4 I charge you in the presence of God and of Christ Jesus, who is to judge the living and the dead, and by his appearing and his kingdom: 2 preach the word; be ready in season and out of season; reprove, rebuke, and exhort, with complete patience and teaching. 3 For the time is coming when people will not endure sound[a] teaching, but having itching ears they will accumulate for themselves teachers to suit their own passions, 4 and will turn away from listening to the truth and wander off into myths.

There are several things that Paul charges young Timothy to do. In 4:2 we get the best description of what preaching is in all Scripture as far as I am concerned. Paul charges Timothy to preach the word, and then spells out the marks of biblical preaching. Components of preaching include:
1.) reproving
2.) rebuking
3.) exhorting
4.)doing these things with patience and sound teaching.
Reproving and rebuking are pretty similar, so for the sake of this short summary I will look at them together. Preaching must bring the congregation under the authority of the doctrine of Scripture being delivered. That is the key to preaching, and that is what separates it from mere Christian education, whether that be Sunday school or seminary. In class, while the teacher may slip into preaching due to his zealous passion (a good thing in my book) and thus charge his pupils to submit to the authority of the teaching and practice it in their lives, generally the doctrine is simply taught and explained so as to be logically grasped. This is very necessary, and preaching should do this as well. The problem is when this is all preaching does. It stops at teaching, and never comes with authority, exhortations, or illustrations. This is where reproving, rebuking, and exhorting come in for the preacher. Doing these things with the text is preaching. One must of course grasp the meaning of the passage before one can rightly be brought under the authority of the truth they are being taught, so care must be made to detailing the theology, but not enough care is given to the practical application of the theology.

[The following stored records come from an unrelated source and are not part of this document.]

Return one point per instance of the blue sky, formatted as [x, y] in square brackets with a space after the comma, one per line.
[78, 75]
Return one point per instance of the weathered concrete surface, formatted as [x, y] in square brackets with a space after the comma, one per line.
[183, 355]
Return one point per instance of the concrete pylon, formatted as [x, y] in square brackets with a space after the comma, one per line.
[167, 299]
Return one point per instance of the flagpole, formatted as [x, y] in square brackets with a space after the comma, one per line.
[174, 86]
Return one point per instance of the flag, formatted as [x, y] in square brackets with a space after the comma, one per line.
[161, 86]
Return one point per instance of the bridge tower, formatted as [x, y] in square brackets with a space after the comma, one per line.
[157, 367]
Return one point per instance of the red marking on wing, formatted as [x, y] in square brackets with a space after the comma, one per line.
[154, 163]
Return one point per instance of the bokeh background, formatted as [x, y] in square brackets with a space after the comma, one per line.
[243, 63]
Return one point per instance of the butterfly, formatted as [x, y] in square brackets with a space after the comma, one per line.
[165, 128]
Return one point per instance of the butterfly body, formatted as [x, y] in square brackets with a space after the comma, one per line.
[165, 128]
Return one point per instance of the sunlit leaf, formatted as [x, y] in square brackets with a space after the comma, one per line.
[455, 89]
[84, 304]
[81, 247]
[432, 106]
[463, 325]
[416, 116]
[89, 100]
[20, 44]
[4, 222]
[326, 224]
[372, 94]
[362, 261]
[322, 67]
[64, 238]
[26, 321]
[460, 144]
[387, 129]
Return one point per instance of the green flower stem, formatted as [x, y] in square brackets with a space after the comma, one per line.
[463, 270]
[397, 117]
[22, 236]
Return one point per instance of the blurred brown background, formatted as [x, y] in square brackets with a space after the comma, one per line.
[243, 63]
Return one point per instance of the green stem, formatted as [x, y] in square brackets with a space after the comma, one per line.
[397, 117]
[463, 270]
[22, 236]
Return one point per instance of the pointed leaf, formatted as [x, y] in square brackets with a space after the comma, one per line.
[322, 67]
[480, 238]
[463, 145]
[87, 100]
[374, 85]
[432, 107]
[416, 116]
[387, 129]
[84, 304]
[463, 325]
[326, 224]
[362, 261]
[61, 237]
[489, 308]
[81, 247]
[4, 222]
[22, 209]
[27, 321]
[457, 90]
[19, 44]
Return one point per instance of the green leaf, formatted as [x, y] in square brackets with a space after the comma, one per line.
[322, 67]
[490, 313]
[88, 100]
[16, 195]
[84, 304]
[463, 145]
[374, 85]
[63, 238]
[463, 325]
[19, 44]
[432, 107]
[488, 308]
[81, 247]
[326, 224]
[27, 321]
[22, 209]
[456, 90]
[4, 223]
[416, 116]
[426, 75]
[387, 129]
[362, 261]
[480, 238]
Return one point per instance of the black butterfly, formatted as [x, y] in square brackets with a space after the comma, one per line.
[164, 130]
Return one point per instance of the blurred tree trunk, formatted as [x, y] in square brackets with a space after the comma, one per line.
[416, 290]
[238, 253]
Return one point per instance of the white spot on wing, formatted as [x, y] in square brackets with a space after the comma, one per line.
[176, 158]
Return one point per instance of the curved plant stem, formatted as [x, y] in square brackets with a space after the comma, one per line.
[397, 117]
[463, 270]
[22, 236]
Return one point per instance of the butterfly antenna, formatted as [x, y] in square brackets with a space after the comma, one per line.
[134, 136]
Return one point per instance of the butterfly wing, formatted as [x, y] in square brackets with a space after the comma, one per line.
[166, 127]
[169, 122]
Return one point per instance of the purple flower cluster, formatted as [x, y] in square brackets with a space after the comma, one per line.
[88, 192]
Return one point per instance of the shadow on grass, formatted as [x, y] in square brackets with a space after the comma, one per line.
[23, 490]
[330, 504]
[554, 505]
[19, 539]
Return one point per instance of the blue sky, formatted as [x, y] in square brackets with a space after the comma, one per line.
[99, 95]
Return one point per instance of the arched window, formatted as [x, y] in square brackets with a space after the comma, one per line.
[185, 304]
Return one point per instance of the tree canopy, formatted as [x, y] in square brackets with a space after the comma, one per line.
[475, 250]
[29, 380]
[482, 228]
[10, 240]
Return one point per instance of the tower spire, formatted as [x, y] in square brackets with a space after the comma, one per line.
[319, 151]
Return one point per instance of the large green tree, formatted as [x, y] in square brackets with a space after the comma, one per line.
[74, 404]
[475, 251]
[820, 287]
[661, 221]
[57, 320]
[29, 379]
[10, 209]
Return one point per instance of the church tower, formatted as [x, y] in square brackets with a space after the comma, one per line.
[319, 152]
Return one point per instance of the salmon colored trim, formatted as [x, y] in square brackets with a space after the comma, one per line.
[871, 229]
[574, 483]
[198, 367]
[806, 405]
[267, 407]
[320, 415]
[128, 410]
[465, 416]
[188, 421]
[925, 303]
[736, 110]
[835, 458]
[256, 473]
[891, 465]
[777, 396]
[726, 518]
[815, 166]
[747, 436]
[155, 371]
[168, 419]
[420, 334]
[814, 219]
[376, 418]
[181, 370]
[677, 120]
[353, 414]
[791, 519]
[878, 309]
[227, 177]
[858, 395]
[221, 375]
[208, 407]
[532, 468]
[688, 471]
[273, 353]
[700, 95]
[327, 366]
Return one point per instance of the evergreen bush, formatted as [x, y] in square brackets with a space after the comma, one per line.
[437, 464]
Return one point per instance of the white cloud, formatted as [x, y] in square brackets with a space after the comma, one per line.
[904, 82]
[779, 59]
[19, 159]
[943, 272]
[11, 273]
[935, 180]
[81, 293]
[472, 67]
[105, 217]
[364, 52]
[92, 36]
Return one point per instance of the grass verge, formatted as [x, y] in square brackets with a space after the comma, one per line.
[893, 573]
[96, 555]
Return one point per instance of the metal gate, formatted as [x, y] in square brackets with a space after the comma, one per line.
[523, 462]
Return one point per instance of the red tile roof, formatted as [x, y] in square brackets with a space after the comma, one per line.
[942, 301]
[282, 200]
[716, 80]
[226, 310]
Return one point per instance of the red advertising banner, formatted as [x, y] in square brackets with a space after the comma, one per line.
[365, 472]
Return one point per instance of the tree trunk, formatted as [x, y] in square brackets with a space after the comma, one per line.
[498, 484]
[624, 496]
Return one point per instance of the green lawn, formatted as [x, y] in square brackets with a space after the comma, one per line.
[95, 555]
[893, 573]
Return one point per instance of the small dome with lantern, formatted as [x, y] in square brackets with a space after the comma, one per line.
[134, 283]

Without practical application, sheep may have their heads fed, but not their hearts. The distance from head to heart is something God calls pastors to bridge. This must be done by giving examples, scenarios, stories, and so on, with exhortation and authority. If all you have is eloquently expressed exposition of the text, it may very well tickle ears and not prickle hearts, regardless how biblical or unbiblical the teaching itself is. That is the very thing Paul charges (notice he charges Timothy here- he preaches at Timothy, demanding him to do what he tells him) Timothy to protect against! Even if the teaching is sound, if it is not delivered the way Paul tells Timothy to deliver it, it could become nothing more than intellectual dental floss. 

This is one way you get the “frozen chosen” stamp. You have big-headed but cold-hearted Calvinists who love to talk the talk of theology but are lukewarm about walking the walk that the theology demands. This is because the pastors have not demanded with the doctrine. They haven’t preached with it, connecting the orthodoxy and the orthopraxy. They have just intellectually wowed with the Scripture, rather than charge the congregation to do what the Scripture says, and then illustrate how to do what it says based on the doctrine that was just taught. In short, it is my fear and contention that too often, even in reformed circles, pastors have aimed for the head but not so much the heart. Yet preaching separates itself from simple teaching only when it begins to aim for the heart through exhortation, rebuking, reproving, with all authority that the anointed pastor has been given by God.